Still. I’m struggling. More than I thought I would. It’s partly the move from a farm where I was needed to a farm where I am not. I never felt I juggled motherhood and the work I did for our business with much aplomb, and as we prepared for the move I relished the idea of narrowing my focus to family and home for a time. But it turns out it feels good to feel necessary and quite a bit less good not to. I’m also struggling as a parent, to respond more often than I react, and to figure out what kinds of structure and rhythm we all need. And I’ve been reminded a few times in recent weeks of what an unkind place the internet can be. It has not been that way for me, but knowing that kind of heartlessness is out there makes me feel fiercely protective of my family, and perhaps also of my own pride, and leaves me wondering if I should be writing here at all. And finally, there is the small but steady voice I keep hearing, the one that says if I am going to be here in this space, perhaps it is time wrap up all this earnest talk of how difficult transitions are. Perhaps it is time to move on to something else, or at least something more.

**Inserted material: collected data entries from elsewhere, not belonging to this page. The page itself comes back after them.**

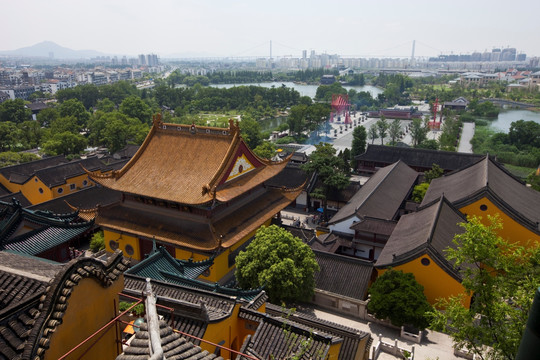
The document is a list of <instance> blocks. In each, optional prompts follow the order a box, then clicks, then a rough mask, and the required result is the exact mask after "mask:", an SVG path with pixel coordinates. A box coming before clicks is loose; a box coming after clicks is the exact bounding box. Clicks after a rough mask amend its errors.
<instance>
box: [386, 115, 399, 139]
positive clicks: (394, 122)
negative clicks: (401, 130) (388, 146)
mask: <svg viewBox="0 0 540 360" xmlns="http://www.w3.org/2000/svg"><path fill="white" fill-rule="evenodd" d="M388 135H389V136H390V139H391V141H392V145H396V139H399V138H400V136H401V121H400V120H399V119H394V120H393V121H392V122H391V123H390V125H389V126H388Z"/></svg>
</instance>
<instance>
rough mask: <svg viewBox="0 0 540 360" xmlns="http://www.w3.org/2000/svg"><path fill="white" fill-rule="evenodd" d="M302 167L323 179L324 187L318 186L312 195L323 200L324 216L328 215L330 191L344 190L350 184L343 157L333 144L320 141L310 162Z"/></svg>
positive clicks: (310, 173)
mask: <svg viewBox="0 0 540 360" xmlns="http://www.w3.org/2000/svg"><path fill="white" fill-rule="evenodd" d="M302 168H303V169H304V171H306V172H308V173H310V174H313V173H317V176H318V178H319V179H320V180H321V183H322V187H318V188H316V189H315V191H314V192H313V193H311V194H310V195H311V196H313V197H315V198H319V199H321V200H322V201H323V204H324V206H323V208H324V217H326V204H327V199H328V194H329V193H330V191H331V190H332V189H334V190H338V191H339V190H343V189H345V188H346V187H347V185H348V184H349V179H348V177H347V176H346V172H345V171H344V169H345V164H344V162H343V159H342V158H340V157H338V156H336V149H334V148H333V147H332V145H331V144H328V143H320V144H317V145H315V151H314V152H312V153H311V155H310V156H309V160H308V162H307V163H306V164H304V165H303V166H302Z"/></svg>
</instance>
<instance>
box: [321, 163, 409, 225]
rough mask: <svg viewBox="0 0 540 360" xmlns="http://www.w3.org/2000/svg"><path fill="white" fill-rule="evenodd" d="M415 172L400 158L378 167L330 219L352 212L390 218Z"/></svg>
mask: <svg viewBox="0 0 540 360" xmlns="http://www.w3.org/2000/svg"><path fill="white" fill-rule="evenodd" d="M417 177H418V173H417V172H416V171H414V170H413V169H411V168H410V167H409V166H408V165H407V164H405V163H404V162H403V161H401V160H400V161H397V162H395V163H393V164H392V165H388V166H386V167H384V168H382V169H380V170H379V171H377V172H376V173H375V174H373V176H372V177H371V178H369V180H368V181H367V182H366V183H365V184H364V186H362V187H361V188H360V190H358V192H357V193H356V194H354V196H353V197H352V198H351V200H350V201H349V202H348V203H347V204H345V206H343V207H342V208H341V209H340V210H339V211H338V212H337V214H336V215H334V217H333V218H332V219H331V220H330V222H329V224H336V223H338V222H340V221H342V220H344V219H347V218H349V217H351V216H353V215H356V216H358V217H362V216H370V217H373V218H379V219H387V220H393V219H394V218H395V216H396V214H397V212H398V210H399V207H400V206H401V203H402V202H403V201H404V200H405V199H406V197H407V196H408V195H409V193H410V191H411V189H412V187H413V185H414V184H415V182H416V179H417Z"/></svg>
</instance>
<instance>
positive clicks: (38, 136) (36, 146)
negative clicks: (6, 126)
mask: <svg viewBox="0 0 540 360" xmlns="http://www.w3.org/2000/svg"><path fill="white" fill-rule="evenodd" d="M18 128H19V131H20V135H21V139H20V140H21V142H22V143H23V144H24V145H23V147H25V148H27V149H29V148H35V147H38V145H39V144H40V141H41V136H42V135H43V129H42V128H41V127H40V126H39V124H38V123H37V122H36V121H33V120H27V121H25V122H23V123H22V124H19V126H18Z"/></svg>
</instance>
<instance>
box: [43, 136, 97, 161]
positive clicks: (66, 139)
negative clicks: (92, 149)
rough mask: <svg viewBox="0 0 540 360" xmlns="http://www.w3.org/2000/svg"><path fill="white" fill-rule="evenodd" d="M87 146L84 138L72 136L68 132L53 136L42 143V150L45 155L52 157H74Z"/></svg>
mask: <svg viewBox="0 0 540 360" xmlns="http://www.w3.org/2000/svg"><path fill="white" fill-rule="evenodd" d="M86 145H87V141H86V139H85V138H84V136H82V135H79V134H73V133H71V132H69V131H65V132H62V133H57V134H54V135H53V136H52V137H51V138H49V140H47V141H45V143H43V145H42V148H43V151H44V152H45V154H47V155H49V156H54V155H60V154H64V155H76V154H80V153H81V152H82V151H83V150H84V149H85V148H86Z"/></svg>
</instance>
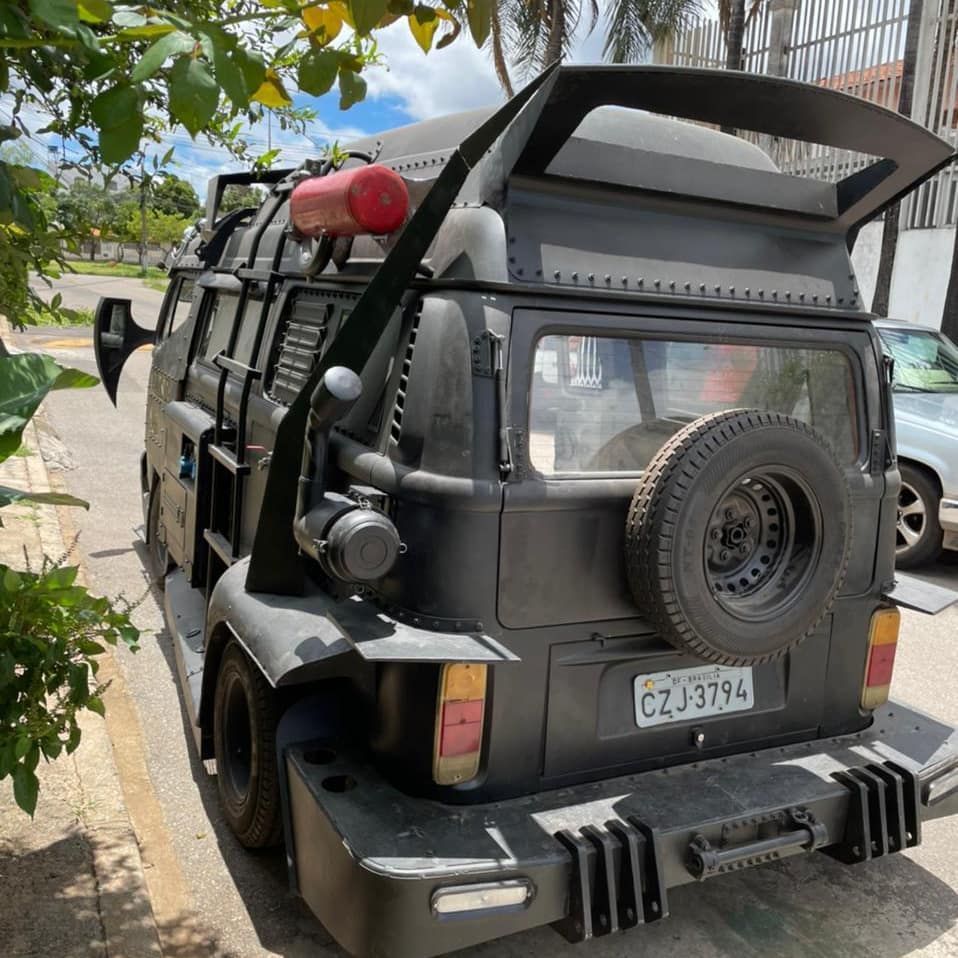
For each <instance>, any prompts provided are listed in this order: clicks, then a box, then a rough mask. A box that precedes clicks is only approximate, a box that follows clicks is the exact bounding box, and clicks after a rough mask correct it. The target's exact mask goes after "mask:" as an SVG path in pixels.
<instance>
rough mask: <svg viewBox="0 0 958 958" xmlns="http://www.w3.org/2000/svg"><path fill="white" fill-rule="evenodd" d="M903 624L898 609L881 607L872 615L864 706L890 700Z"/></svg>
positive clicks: (876, 706)
mask: <svg viewBox="0 0 958 958" xmlns="http://www.w3.org/2000/svg"><path fill="white" fill-rule="evenodd" d="M900 625H901V613H899V611H898V609H893V608H890V609H879V610H878V611H877V612H876V613H875V614H874V615H873V616H872V621H871V627H870V628H869V631H868V659H867V662H866V665H865V681H864V683H863V685H862V708H863V709H866V710H868V711H871V710H872V709H876V708H878V706H879V705H883V704H884V703H885V702H887V701H888V691H889V689H890V688H891V677H892V672H893V671H894V668H895V652H896V651H897V650H898V629H899V626H900Z"/></svg>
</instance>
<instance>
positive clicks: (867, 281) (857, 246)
mask: <svg viewBox="0 0 958 958" xmlns="http://www.w3.org/2000/svg"><path fill="white" fill-rule="evenodd" d="M881 234H882V224H881V223H869V224H868V225H867V226H866V227H865V228H864V229H863V230H862V231H861V233H860V234H859V236H858V241H857V242H856V244H855V249H854V250H853V251H852V263H853V264H854V267H855V272H856V274H857V275H858V284H859V286H860V287H861V290H862V299H863V300H864V302H865V303H868V304H870V303H871V300H872V296H873V295H874V292H875V279H876V277H877V274H878V257H879V254H880V253H881ZM954 246H955V230H954V228H953V227H947V228H942V229H930V230H903V231H902V232H901V233H900V234H899V236H898V252H897V254H896V256H895V271H894V273H893V274H892V281H891V296H890V297H889V309H888V312H889V315H890V316H892V317H893V318H895V319H904V320H908V321H909V322H914V323H925V324H926V325H929V326H941V312H942V309H943V308H944V305H945V294H946V293H947V291H948V274H949V272H950V271H951V257H952V253H953V251H954Z"/></svg>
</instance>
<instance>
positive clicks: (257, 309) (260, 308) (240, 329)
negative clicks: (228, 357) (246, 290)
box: [233, 297, 265, 366]
mask: <svg viewBox="0 0 958 958" xmlns="http://www.w3.org/2000/svg"><path fill="white" fill-rule="evenodd" d="M264 306H265V303H264V301H263V300H262V299H253V298H252V297H249V298H248V299H247V300H246V307H245V308H244V310H243V319H242V320H241V321H240V328H239V332H238V333H237V335H236V345H235V346H234V347H233V358H234V359H237V360H239V362H241V363H246V365H248V366H253V365H255V363H254V362H253V361H252V360H254V359H255V358H256V357H255V356H253V344H254V343H255V342H256V333H257V331H258V330H259V324H260V320H261V319H262V317H263V307H264Z"/></svg>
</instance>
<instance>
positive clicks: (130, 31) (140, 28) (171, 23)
mask: <svg viewBox="0 0 958 958" xmlns="http://www.w3.org/2000/svg"><path fill="white" fill-rule="evenodd" d="M175 29H176V27H175V26H174V25H173V24H172V23H145V24H144V25H143V26H142V27H130V28H129V29H127V30H121V31H120V32H119V33H118V34H117V35H116V38H117V40H152V39H154V38H155V37H162V36H164V35H165V34H167V33H172V32H173V31H174V30H175Z"/></svg>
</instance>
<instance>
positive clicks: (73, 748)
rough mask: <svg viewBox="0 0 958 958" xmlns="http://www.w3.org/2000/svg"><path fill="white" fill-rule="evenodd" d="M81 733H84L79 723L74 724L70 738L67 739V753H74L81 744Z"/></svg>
mask: <svg viewBox="0 0 958 958" xmlns="http://www.w3.org/2000/svg"><path fill="white" fill-rule="evenodd" d="M81 734H82V733H81V732H80V726H79V725H74V726H73V727H72V728H71V729H70V736H69V738H68V739H67V744H66V749H67V755H72V754H73V753H74V752H75V751H76V750H77V746H79V744H80V735H81Z"/></svg>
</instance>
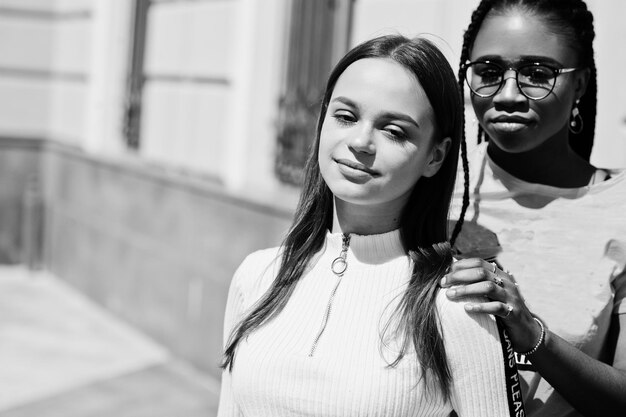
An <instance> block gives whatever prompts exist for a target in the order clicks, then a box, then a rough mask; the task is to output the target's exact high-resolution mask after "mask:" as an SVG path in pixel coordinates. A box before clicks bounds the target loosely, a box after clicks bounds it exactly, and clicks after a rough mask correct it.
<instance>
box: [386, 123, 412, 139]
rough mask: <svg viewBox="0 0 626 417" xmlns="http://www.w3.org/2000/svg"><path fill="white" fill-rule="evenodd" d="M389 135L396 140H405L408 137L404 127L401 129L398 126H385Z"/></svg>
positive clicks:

Here’s what I know will help: time. Compassion, for myself and for the people I love. Rest. Good food. Movement. Meditation. Time. Family. Friends. Elders. Being of service. Time. Writing. Reading. Establishing rhythms and routines. Connecting. Time. A sense of belonging. A sense of purpose. Time. Moving at my son’s pace and trying to understand how he sees this new place. Staying busy, productive, and curious. Gratitude practices. Have I mentioned time?


When I was stressed in my New York City days, the surest quickest route toward well being and away from self pity was to just open my door. Sometimes I’d walk through Tompkins Square Park and toward the East River. Sometimes I’d catch the next M15 up First Avenue with no particular destination. But most often I’d just sit on our stoop and watch the city go by. For me, it was that same feeling you get staring up at a perfect and vast midsummer sky, that reminder that you matter, but only as much as the next person or tree or mosquito. “Oh yeah,” I’d think, “it’s not just me.”

So here I am, looking for a new stoop to sit on. I’ll keep you posted.